She watched him cautiously. “Is something wrong?”
“No, it’s—it’s nothing. Sorry, Carrie, we’ll have to catch up later. I need to go. Right now.” He turned and quickly walked out of the building, pushing through the glass doors without another word.
Carrie watched him leave, deep uncertainty filling her. She glanced at Amanda. “I have that effect on men lately. They run away from me as fast as they can.”
Amanda laughed. “I have trouble believing that.”
“So did I scare him away? That just seemed a little…odd.”
Amanda was quiet for a moment. “Come over here. Before I show you the rest of the office and introduce you to everyone, there’s something we have to talk about.”
Carrie followed her toward a black leather couch in the waiting area across from the reception desk. “That sounds ominous.”
“Don’t worry, it’s got very little to do with you. It’s all about Patrick. And since you’re going to be working one-on-one with him, you have a right to know.”
“Know what?”
Amanda sat down and crossed her legs, gazing out the glass doors in the general direction Patrick had departed. “He’s changed. He never used to be this way.”
“What way?”
She pressed her lips together for a moment. “Before, he was funny and great to be around. He was a good sounding board, gave terrific advice and was fair to every employee at PARA. If you had to think of the perfect boss, Patrick McKay would be it.”
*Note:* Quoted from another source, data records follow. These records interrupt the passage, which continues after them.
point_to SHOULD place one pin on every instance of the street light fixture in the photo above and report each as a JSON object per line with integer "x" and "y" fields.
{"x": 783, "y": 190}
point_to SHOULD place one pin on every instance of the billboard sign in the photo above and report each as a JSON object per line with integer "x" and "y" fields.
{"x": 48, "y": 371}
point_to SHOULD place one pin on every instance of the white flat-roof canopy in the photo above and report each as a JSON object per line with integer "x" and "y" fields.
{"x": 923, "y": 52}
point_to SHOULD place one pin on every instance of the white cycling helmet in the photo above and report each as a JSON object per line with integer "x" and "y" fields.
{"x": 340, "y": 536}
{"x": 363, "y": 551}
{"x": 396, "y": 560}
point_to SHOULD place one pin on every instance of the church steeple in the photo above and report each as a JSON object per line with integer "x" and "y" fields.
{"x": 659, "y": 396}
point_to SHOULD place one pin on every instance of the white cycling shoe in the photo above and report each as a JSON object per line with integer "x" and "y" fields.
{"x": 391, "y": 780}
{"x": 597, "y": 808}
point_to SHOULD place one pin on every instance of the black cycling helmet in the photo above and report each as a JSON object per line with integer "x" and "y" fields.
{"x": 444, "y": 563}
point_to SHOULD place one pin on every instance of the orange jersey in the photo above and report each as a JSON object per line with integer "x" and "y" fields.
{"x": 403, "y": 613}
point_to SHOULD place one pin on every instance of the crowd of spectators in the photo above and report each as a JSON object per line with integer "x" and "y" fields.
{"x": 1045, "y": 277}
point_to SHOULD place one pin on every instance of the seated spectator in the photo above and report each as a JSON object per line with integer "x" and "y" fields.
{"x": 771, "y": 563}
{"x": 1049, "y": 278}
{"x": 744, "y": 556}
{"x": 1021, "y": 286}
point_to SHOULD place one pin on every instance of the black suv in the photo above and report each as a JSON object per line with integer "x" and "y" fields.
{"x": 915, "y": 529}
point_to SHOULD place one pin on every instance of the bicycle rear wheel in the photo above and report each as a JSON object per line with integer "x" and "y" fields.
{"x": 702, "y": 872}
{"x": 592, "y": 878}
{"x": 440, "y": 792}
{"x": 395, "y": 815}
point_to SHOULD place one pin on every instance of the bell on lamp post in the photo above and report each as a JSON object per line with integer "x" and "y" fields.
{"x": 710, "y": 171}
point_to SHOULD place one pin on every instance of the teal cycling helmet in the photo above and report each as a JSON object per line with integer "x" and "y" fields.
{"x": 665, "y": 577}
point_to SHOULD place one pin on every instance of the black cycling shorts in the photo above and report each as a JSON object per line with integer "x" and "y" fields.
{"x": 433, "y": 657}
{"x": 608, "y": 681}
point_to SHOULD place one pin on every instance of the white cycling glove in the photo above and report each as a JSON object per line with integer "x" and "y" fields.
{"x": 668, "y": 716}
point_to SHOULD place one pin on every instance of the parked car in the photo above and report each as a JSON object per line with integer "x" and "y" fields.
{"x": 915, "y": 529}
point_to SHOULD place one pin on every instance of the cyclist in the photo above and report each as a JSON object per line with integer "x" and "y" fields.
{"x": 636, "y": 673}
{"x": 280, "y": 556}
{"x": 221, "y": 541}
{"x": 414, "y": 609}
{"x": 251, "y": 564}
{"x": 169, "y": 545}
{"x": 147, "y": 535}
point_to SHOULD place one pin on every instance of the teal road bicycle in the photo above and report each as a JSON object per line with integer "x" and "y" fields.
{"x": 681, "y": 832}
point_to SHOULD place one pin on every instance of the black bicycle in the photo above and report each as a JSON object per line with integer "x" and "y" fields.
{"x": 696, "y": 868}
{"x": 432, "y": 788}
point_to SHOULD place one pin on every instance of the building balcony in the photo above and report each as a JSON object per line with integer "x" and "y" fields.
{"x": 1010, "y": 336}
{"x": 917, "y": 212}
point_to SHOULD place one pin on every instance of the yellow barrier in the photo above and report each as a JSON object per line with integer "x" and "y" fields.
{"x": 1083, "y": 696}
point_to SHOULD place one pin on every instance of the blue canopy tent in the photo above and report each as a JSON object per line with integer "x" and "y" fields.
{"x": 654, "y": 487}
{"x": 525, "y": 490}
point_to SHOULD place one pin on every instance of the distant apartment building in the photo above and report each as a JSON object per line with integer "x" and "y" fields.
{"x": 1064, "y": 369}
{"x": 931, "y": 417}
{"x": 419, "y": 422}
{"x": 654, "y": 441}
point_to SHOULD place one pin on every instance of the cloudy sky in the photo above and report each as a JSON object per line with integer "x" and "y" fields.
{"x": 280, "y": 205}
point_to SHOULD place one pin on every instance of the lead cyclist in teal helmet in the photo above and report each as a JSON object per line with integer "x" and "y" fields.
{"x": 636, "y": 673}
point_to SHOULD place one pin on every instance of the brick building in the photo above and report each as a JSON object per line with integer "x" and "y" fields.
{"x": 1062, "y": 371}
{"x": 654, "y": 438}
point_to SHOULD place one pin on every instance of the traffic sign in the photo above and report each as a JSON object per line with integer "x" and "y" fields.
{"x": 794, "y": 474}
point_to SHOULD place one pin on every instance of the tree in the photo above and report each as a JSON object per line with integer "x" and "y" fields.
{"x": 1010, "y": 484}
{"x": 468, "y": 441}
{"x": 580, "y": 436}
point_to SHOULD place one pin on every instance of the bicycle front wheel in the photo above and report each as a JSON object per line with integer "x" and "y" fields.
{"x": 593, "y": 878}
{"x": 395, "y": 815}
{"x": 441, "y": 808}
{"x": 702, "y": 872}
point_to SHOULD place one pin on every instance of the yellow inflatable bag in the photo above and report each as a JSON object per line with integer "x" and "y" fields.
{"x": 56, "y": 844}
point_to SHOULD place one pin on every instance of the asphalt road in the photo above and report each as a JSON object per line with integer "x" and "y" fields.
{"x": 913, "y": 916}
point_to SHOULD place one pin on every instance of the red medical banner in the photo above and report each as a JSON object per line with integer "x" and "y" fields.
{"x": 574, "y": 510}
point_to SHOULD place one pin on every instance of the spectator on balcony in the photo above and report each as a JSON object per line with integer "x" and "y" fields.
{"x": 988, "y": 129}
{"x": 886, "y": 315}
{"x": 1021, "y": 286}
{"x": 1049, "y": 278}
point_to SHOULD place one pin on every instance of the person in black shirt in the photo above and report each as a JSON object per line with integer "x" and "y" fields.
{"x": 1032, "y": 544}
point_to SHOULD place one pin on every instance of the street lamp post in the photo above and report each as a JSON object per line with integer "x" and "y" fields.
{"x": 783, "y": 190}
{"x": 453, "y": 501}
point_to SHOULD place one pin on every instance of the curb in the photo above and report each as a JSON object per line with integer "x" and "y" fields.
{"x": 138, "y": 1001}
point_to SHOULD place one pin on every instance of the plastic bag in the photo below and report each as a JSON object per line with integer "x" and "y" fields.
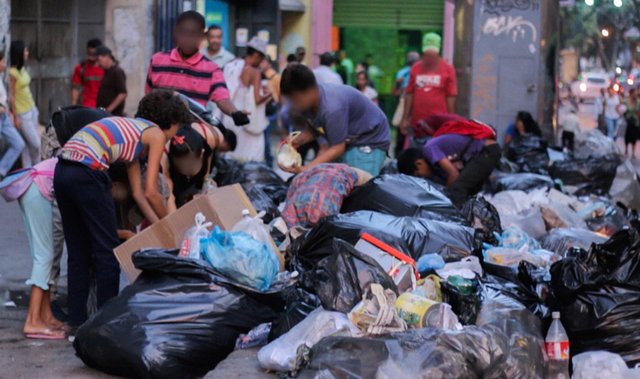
{"x": 287, "y": 155}
{"x": 482, "y": 216}
{"x": 599, "y": 364}
{"x": 402, "y": 195}
{"x": 341, "y": 279}
{"x": 599, "y": 296}
{"x": 280, "y": 355}
{"x": 593, "y": 175}
{"x": 625, "y": 187}
{"x": 190, "y": 246}
{"x": 298, "y": 305}
{"x": 412, "y": 236}
{"x": 529, "y": 153}
{"x": 175, "y": 321}
{"x": 508, "y": 345}
{"x": 562, "y": 239}
{"x": 238, "y": 256}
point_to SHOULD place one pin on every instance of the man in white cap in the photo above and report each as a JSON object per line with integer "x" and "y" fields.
{"x": 432, "y": 88}
{"x": 243, "y": 78}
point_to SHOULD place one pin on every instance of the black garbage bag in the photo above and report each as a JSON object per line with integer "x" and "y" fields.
{"x": 262, "y": 202}
{"x": 528, "y": 284}
{"x": 413, "y": 236}
{"x": 507, "y": 345}
{"x": 342, "y": 278}
{"x": 298, "y": 304}
{"x": 390, "y": 167}
{"x": 523, "y": 181}
{"x": 529, "y": 153}
{"x": 402, "y": 195}
{"x": 560, "y": 240}
{"x": 484, "y": 217}
{"x": 599, "y": 294}
{"x": 177, "y": 320}
{"x": 591, "y": 176}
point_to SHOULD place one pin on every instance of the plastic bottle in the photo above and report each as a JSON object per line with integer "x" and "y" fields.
{"x": 557, "y": 347}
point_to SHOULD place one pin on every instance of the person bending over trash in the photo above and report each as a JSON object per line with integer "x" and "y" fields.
{"x": 348, "y": 126}
{"x": 462, "y": 153}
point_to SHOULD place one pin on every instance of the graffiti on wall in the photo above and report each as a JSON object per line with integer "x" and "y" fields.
{"x": 517, "y": 28}
{"x": 498, "y": 7}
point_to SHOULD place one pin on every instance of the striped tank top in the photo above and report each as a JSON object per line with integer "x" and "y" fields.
{"x": 112, "y": 139}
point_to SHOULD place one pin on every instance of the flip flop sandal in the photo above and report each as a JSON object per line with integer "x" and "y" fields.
{"x": 48, "y": 334}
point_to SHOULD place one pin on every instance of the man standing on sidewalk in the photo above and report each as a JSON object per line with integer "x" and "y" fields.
{"x": 214, "y": 51}
{"x": 432, "y": 88}
{"x": 185, "y": 70}
{"x": 87, "y": 76}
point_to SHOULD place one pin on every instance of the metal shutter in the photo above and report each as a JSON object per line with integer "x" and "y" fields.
{"x": 396, "y": 14}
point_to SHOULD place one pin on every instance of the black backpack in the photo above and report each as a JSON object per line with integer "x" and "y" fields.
{"x": 66, "y": 121}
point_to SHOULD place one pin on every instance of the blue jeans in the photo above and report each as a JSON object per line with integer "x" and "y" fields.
{"x": 14, "y": 143}
{"x": 369, "y": 160}
{"x": 612, "y": 127}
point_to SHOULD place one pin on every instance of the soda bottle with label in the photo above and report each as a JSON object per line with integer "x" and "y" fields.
{"x": 557, "y": 347}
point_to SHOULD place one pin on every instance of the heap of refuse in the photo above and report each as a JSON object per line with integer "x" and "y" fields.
{"x": 398, "y": 283}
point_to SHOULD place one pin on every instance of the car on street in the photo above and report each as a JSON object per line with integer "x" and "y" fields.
{"x": 589, "y": 84}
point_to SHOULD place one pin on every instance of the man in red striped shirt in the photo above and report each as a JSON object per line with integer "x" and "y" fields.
{"x": 185, "y": 70}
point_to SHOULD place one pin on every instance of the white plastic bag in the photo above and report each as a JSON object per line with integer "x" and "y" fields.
{"x": 255, "y": 227}
{"x": 280, "y": 355}
{"x": 287, "y": 155}
{"x": 190, "y": 246}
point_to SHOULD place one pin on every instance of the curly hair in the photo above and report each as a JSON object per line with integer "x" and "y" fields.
{"x": 164, "y": 109}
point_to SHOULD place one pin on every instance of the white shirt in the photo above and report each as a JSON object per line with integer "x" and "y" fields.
{"x": 325, "y": 75}
{"x": 222, "y": 58}
{"x": 611, "y": 106}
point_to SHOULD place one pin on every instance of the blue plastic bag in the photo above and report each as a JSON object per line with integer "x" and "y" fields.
{"x": 238, "y": 256}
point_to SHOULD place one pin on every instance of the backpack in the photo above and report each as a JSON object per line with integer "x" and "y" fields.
{"x": 66, "y": 121}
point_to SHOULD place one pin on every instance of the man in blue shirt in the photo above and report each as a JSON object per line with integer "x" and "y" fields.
{"x": 347, "y": 125}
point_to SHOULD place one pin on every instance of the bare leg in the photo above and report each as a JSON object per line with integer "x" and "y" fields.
{"x": 34, "y": 323}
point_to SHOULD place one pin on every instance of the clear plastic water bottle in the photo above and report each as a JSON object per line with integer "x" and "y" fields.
{"x": 557, "y": 346}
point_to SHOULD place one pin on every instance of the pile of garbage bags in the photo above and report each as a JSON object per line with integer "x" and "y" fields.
{"x": 401, "y": 282}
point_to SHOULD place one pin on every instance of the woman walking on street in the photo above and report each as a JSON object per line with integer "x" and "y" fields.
{"x": 632, "y": 134}
{"x": 23, "y": 107}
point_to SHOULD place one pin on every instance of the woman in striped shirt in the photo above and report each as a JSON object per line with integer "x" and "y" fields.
{"x": 83, "y": 190}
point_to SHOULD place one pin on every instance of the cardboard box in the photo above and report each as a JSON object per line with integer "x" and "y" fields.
{"x": 223, "y": 207}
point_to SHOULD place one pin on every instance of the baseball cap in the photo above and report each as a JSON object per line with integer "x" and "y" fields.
{"x": 431, "y": 42}
{"x": 258, "y": 44}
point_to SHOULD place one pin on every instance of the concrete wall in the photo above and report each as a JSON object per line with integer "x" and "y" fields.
{"x": 129, "y": 32}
“Sounds too good to be true,” Carrie said.
Amanda smiled. “He wasn’t perfect, but he was close.” Her pleasant expression faded, replaced with concern. “But then he changed. Some time ago, he covered for an agent on a case and ended up getting shoved down a flight of stairs by a poltergeist.”
Carrie gasped out loud. She’d been reading up on the paranormal world in preparation for her work at PARA and knew a poltergeist was a nasty supernatural force that enjoyed making trouble and throwing furniture around. “Was he…is he okay? I mean, he seems fine now, but…”
“No, he wasn’t okay. The accident put him into a wheelchair for ages. He was supposed to go to physiotherapy three times a week to get back on his feet, but he wasn’t very patient with it and started slacking off, then wondered why he wasn’t seeing any solid results. Then one day about four months ago, he started walking again like nothing happened.”
Carrie leaned back into the sofa. “Just like that?”
Amanda nodded. “It was a miracle. But being healed stripped away his previously great personality. He even took a demotion from agency manager to field agent, which is the main reason he’s able to partner with you. While they’re looking for a replacement manager he’s doing a bit of both jobs, although reluctantly. But now he’s guarded and private to a fault, and he doesn’t like being around other people. And he never touches anyone. The handshake with you is the first time I can remember seeing him touch anyone in recent memory.”
Carrie considered all of this. It didn’t make much sense to her. But maybe Patrick had some issues about being in a wheelchair that made intimacy difficult now. Or perhaps it was posttraumatic stress from the injury itself. “What about his wife?”
“Wife?”
“Last time I saw him he said he was engaged.”
Amanda pulled her cell phone out of the pocket of her dark blue suit jacket and glanced at the screen when it buzzed, then she tucked it away again. “He was. But they broke up shortly after he was injured. He hasn’t been seeing anyone since then. I figured he didn’t want to date while he was dealing with his injury, but now that he’s healed, I really don’t understand what’s going on with him, and he refuses to talk to anyone about it.”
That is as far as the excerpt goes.